In terms of healthcare, VA healthcare currently has 1% spent on overhead and a 90% approval
rating by people who use it. That overhead would be an even smaller percentage if everyone
had it free to them. In Europe 8% added tax is paid by everyone for free healthcare, while
people who can afford it here in the US spend about 16% of their income on health insurance
with much higher overhead plus soaring profits for stockholders from denying claims if they
feel like it. Sure you have a 20% higher chance of dying from cancer in Europe, but you wont
die from easily treatable diseases like poor, the many unemployed, or uninsured people do
over here because they don't get free healthcare unless they are dying on the operating table
which is way more expensive than preventable medicine.

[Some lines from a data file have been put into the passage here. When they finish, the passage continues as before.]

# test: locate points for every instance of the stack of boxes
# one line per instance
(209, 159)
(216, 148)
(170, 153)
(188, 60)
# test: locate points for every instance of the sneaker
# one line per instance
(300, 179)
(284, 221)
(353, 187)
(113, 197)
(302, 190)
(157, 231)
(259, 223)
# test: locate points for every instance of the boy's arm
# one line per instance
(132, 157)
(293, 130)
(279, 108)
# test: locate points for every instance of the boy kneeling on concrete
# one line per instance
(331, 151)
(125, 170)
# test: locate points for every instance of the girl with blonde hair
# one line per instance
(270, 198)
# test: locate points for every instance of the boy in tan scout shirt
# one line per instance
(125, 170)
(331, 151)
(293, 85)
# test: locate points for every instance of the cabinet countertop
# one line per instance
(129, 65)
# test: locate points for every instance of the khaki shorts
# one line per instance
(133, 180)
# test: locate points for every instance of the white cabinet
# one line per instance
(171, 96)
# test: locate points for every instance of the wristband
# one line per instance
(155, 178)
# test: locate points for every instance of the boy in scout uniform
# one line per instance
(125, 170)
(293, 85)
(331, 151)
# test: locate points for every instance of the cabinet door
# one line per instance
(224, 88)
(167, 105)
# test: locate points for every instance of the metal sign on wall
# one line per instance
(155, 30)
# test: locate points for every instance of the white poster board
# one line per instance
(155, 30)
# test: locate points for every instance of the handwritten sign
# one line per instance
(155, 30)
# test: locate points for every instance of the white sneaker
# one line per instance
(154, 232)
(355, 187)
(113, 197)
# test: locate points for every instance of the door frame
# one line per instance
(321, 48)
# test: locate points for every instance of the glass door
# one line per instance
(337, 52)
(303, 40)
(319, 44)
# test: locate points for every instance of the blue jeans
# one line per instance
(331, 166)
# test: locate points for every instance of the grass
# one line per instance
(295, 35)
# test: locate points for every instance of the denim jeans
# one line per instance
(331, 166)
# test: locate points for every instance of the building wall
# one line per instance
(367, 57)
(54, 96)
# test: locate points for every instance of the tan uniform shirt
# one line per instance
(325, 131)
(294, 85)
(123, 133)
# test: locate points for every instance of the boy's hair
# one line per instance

Also seeing your doctor frequently
raises your awareness of taking care of your health significantly which is why they eat
healthier, exercise more and live longer because their lifestyle reduces their chances of getting
cancer in first place. Finding the sweet balance between socialism
and capitalism is essential for a nation. Government is needed to establish stability,
cut overhead and provide safety nets for risk takers and the most poor to provide infrastructure
of both the physical nature and mental infrastructure to increase opportunity and ideas. Sadly in
America that means safety nets for our richest and biggest companies and our infrastructure
is in shambles. Competition is needed to move a nation forward and create new ideas and
new technologies based on science learned through trial and error with the majority
of research going no where, only really worth while to companies when subsidized unless
the profit is ridiculously high. Balance between Socialism and Capitalism as Eisenhower noted
is the only way a nation can become great. We should be looking at other nations doing
better than us to see what we can do to return ourselves to our former glory in the sweet
spot between socialism and capitalism. If a nation invests in education, science
and infrastructure, the jobs create themselves. If a nation invests in war and the rich, luxury
goods for the very rich will be the only available jobs because they will be the only people
with money and new technology won't exist.